Rep. Wendy McKamey is obviously on the right track when she urges Congress, in today’s Missoulian, to address the critical backlog of deferred maintenance in the nation’s national parks. And folks down the Bitterroot are right to be alarmed by the President’s intention, in the budget he sent to Congress yesterday, to zero out an EPA program which restores degraded waterways and improves water quality. But as critical as these efforts are, the arguments that McKamey and the Bitterrooters are making for them are really pretty perverse. For McKamey, the “silver lining” in the enormous task of restoring national parks is that it will create jobs - lots of jobs. For clean water advocates and activists in the Bitterroot, it’s the flow of dollars to contractors who repair roads that are sloughing off into creeks, or the nurseries that provide the plant stock for revegetating stream banks.

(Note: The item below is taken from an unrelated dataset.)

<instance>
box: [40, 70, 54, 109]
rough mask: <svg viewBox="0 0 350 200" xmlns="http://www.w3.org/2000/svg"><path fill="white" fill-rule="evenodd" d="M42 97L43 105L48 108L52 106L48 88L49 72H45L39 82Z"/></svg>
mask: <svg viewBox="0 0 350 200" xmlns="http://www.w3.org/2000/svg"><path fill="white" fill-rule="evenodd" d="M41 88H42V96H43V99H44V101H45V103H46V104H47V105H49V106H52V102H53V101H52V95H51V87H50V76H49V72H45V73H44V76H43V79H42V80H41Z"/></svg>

Now those are obviously good things. Construction workers need jobs, contractors need contracts, and nurseries need to sell plants. But in the final analysis, what the argument boils down to is this: these programs are a good thing because they will cost a lot. The implication is that if we could somehow contrive to maintain parks and rivers without creating jobs or letting contracts or buying supplies, that is, without cost, these programs would be less worthwhile.
What’s going on here is, of course, nothing new and it would be unfair to suggest that McKamey or the water advocates invented this fallacy. On the contrary, it’s standard operating procedure, when making decisions about the use of public resources, to choose the use that has the greatest economic impact. It’s far more politically astute and makes you sound far more hard headed and fiscally prudent to defend expensive programs because they will create jobs and sales, than to claim that they will have ephemeral benefits like historical preservation or access to wildlife viewing or healthier riparian habitat.
But advocating for a public program because it has a fat economic footprint can take you down a blind alley. There are a lot of environmental activists in Montana, for example, who argue that our stake in combatting climate change is the damage that will otherwise be done to our outdoor, agricultural and tourism economies. Obviously, they know that there is much, much more a stake than the jobs of fishing guides or motel workers or farmers, but it’s those jobs that they hope will get the attention of legislators and editorial writers. But walk down that alley and anyone can follow you. Once jobs become the only thing that counts, the loss of jobs for coal miners or oil rig workers becomes a perfectly plausible and appropriate reason for opposing any effort to arrest climate change.
Indeed, if we’re going to arrest climate change, what’s to stop us from worrying about the loss of jobs for the construction workers who will move Miami to higher ground if sea levels keep on rising? That may sound crazy, but isn’t it something like what McKamey is implying? One of the “benefits” of neglecting maintenance and letting our national parks go to rack and ruin is the jobs that will be created cleaning the mess up!
What gets lost in this obsession with jobs is the fact that what both McKamey and the Bitterroot water folks are really talking about is the provision and maintenance of infrastructure. Not in tthe limited sense of bridges or roads or airports, but in the expansive sense of the stock of created and natural public capital. It’s stuff that contributes to our wellbeing just like bridges and roads do, and it needs to be attended to for that reason. But it’s not being attended to; it’s being abandoned, at least by the President. And he’s abandoning it at a time when he says, not very convincingly, that he wants to rebuild the national infrastructure.
Ah well, looking for consistency in the intentions of Donald Trump, now that is a job.